La experiencia regional: Luces y sombras

El derecho comparado ofrece lecciones valiosas, por ejemplo, Chile, en su reforma de 2017, logró transitar hacia listas abiertas, permitiendo al ciudadano una libertad de elección sin precedentes, el éxito chileno no radicó solo en abrir la lista, sino en mantener el sistema D’Hondt como ancla matemática para asegurar que la voluntad popular no se fragmente hasta la irrelevancia de las minorías.

México presenta un modelo de equilibrio a través de su sistema mixto, al otorgar al ciudadano la capacidad de votar por un candidato uninominal y, simultáneamente, por una lista regional, logra armonizar la cercanía del representante con el mandato de pluralismo político, por el contrario, experiencias en otros puntos de la región han demostrado que implementar el voto preferencial sin una ingeniería de adjudicación robusta puede derivar en la “canibalización” de los partidos y en un encarecimiento extremo de las campañas.

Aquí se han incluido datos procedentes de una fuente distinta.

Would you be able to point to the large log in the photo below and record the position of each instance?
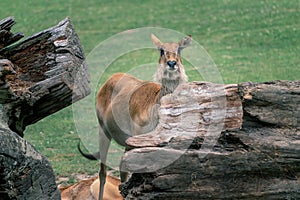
(259, 161)
(50, 75)
(38, 76)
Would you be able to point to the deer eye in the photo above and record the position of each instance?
(162, 52)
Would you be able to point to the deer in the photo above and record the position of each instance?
(127, 106)
(88, 189)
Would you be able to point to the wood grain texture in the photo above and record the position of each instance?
(259, 161)
(38, 76)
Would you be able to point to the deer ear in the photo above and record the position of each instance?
(156, 41)
(185, 42)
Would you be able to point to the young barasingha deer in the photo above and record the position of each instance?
(127, 106)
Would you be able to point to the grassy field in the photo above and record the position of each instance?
(248, 40)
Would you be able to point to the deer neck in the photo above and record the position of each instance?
(168, 86)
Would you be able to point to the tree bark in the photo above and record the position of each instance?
(38, 76)
(259, 161)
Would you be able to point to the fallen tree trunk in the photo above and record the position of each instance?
(259, 161)
(38, 76)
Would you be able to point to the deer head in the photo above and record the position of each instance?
(170, 72)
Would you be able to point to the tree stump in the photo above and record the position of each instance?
(259, 160)
(38, 76)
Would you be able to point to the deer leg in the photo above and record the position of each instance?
(102, 178)
(104, 143)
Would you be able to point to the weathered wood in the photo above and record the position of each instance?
(38, 76)
(274, 103)
(259, 161)
(193, 111)
(50, 75)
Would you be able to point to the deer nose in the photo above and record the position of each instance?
(171, 64)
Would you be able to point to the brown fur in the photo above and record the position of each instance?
(127, 106)
(89, 190)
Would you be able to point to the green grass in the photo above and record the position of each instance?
(248, 40)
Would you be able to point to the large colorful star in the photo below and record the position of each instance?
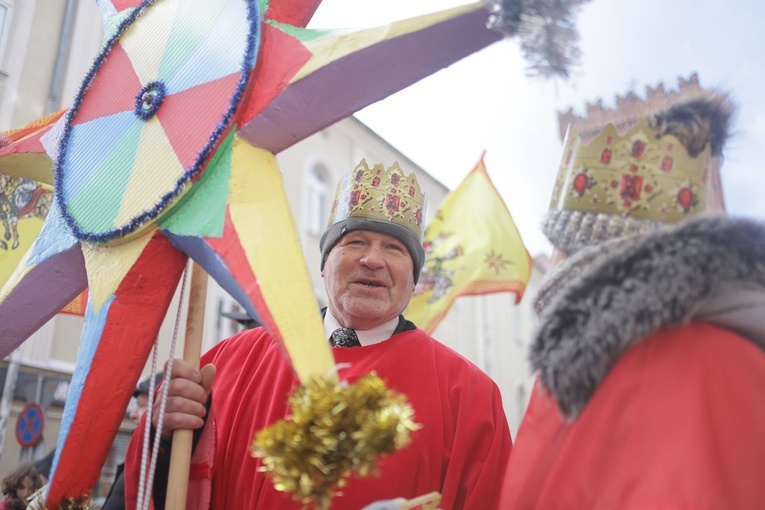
(168, 153)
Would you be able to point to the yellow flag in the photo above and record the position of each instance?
(472, 247)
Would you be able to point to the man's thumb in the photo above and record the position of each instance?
(208, 375)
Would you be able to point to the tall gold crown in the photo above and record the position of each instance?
(633, 175)
(382, 195)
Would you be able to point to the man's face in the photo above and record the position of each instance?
(369, 279)
(141, 405)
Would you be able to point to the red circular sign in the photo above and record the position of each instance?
(30, 425)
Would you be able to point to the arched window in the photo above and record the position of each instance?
(317, 199)
(5, 24)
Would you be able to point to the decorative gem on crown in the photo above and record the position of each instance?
(380, 195)
(634, 174)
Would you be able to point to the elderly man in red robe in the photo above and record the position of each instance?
(371, 259)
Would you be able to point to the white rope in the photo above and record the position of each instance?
(146, 480)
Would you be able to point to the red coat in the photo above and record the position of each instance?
(677, 424)
(461, 450)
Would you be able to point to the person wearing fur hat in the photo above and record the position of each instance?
(650, 356)
(371, 259)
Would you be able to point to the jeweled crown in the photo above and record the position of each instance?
(633, 174)
(378, 194)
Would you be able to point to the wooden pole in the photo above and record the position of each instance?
(180, 455)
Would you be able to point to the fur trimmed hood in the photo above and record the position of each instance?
(663, 279)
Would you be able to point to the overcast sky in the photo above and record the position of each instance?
(486, 101)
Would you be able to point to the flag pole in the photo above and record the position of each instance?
(180, 455)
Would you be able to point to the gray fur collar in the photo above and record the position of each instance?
(656, 281)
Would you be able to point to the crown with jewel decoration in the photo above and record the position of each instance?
(634, 174)
(380, 194)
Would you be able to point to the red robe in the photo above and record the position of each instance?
(624, 451)
(461, 450)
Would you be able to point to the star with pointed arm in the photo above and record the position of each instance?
(168, 152)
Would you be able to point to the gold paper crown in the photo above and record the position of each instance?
(633, 175)
(383, 195)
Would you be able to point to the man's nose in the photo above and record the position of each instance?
(373, 257)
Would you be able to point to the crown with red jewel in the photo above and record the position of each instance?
(380, 194)
(634, 175)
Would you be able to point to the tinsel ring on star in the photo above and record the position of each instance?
(335, 430)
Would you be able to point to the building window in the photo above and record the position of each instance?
(317, 199)
(5, 25)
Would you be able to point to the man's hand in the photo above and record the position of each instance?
(186, 398)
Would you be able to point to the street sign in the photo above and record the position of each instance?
(30, 425)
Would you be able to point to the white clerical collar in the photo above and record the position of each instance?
(366, 336)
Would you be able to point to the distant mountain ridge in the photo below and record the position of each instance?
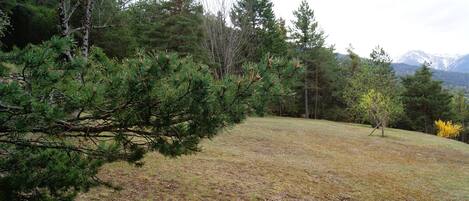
(450, 79)
(451, 63)
(457, 80)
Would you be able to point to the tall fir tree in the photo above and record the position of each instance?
(309, 41)
(262, 32)
(172, 25)
(425, 100)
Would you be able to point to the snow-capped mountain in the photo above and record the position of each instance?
(439, 62)
(461, 65)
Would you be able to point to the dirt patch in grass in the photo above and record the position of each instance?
(294, 159)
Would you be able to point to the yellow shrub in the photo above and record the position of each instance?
(448, 129)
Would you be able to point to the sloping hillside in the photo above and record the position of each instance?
(295, 159)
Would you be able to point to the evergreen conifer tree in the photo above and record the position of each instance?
(425, 100)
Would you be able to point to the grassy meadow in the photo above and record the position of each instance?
(295, 159)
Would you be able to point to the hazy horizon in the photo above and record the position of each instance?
(399, 26)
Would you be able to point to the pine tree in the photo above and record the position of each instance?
(309, 43)
(56, 131)
(262, 32)
(425, 100)
(173, 26)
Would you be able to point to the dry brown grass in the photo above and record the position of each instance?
(295, 159)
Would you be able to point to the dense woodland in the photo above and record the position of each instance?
(87, 82)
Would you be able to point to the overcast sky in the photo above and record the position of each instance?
(434, 26)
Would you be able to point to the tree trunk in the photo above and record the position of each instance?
(306, 95)
(87, 28)
(64, 24)
(316, 93)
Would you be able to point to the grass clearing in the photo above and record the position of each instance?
(296, 159)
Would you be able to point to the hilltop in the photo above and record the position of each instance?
(296, 159)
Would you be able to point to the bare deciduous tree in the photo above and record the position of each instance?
(223, 43)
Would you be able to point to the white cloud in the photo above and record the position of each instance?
(435, 26)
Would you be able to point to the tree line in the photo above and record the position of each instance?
(87, 82)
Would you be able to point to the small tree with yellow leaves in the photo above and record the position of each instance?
(380, 109)
(448, 129)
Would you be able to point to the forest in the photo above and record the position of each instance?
(84, 83)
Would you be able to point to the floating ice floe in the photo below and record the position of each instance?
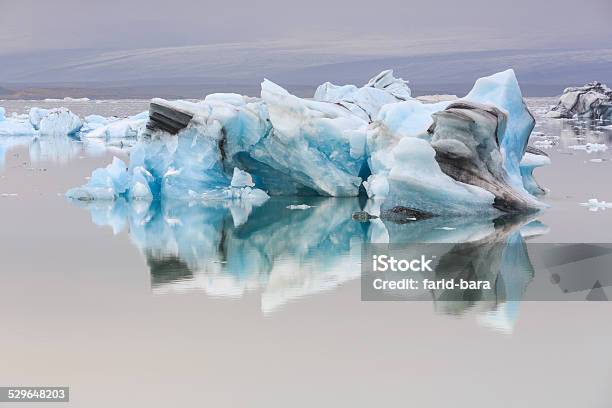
(14, 126)
(590, 147)
(113, 128)
(58, 121)
(298, 207)
(533, 159)
(595, 205)
(416, 158)
(593, 101)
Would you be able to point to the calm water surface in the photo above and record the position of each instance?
(227, 305)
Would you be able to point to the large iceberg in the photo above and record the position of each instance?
(453, 157)
(592, 101)
(410, 157)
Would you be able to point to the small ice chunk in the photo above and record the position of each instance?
(36, 115)
(241, 179)
(60, 122)
(595, 205)
(105, 184)
(299, 206)
(590, 147)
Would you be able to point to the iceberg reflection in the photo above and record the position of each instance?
(227, 249)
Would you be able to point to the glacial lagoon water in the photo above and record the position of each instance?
(148, 305)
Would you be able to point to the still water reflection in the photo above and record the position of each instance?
(227, 250)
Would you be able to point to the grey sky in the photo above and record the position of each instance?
(220, 45)
(30, 25)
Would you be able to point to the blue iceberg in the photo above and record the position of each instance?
(444, 158)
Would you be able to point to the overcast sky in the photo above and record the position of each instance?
(32, 25)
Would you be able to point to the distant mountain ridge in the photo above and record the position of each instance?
(192, 72)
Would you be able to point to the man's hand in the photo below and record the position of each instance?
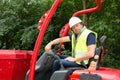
(71, 59)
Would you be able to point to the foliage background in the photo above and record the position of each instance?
(19, 18)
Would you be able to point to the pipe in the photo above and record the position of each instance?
(40, 37)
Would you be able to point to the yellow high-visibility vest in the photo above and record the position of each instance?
(79, 46)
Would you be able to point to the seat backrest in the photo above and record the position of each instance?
(94, 62)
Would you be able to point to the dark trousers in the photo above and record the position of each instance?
(66, 64)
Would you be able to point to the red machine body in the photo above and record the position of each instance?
(15, 63)
(104, 73)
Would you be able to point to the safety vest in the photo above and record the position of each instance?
(79, 46)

El nudo gordiano: La proporcionalidad

El debate técnico no debe centrarse en la conveniencia del voto cruzado, el cual es democráticamente sano sino en su encaje constitucional, en la mayoría de las cartas magnas latinoamericanas, la representación proporcional no es una sugerencia técnica, sino un mandato imperativo, cualquier intento de eliminar los sistemas tradicionales de distribución de curules sin presentar un sustituto matemático que garantice la presencia de las minorías, corre el riesgo de ser invalidado por los tribunales constitucionales.

La historia electoral reciente en la región nos advierte que la aritmética suele ser el talón de Aquiles de las reformas políticas, un diseño defectuoso puede permitir que una mayoría relativa acapare la totalidad de la representación, anulando el pluralismo.

La modernización de un sistema no puede reducirse a una simplificación matemática que sacrifique el pluralismo, si bien la eliminación de mecanismos complejos es una demanda ciudadana comprensible, la sustitución de fórmulas de adjudicación proporcional por un sistema de conteo puramente mayoritario donde simplemente “el que más votos saca, gana” desvirtúa la naturaleza de los circuitos plurinominales.

América Latina nos enseña que el voto cruzado no es enemigo de la proporcionalidad; son complementarios, países como Chile y México demuestran que es posible empoderar al elector sin generar desequilibrios que permitan a una mayoría circunstancial pueda acaparar la representación total y mucho menos que un partido grande se quede con todos.

En materia electoral, la técnica no es un obstáculo para la democracia, sino su mayor garantía, ignorar la ingeniería constitucional del reparto de curules bajo la premisa de la simplicidad sería incorrecto, se puede mantener un voto cruzado sin destruir la proporcionalidad.

No se puede olvidar el teorema de kenneth Arrow, premio nobel de economía, el cual que nos indica que matemáticamente es imposible una democracia perfecta.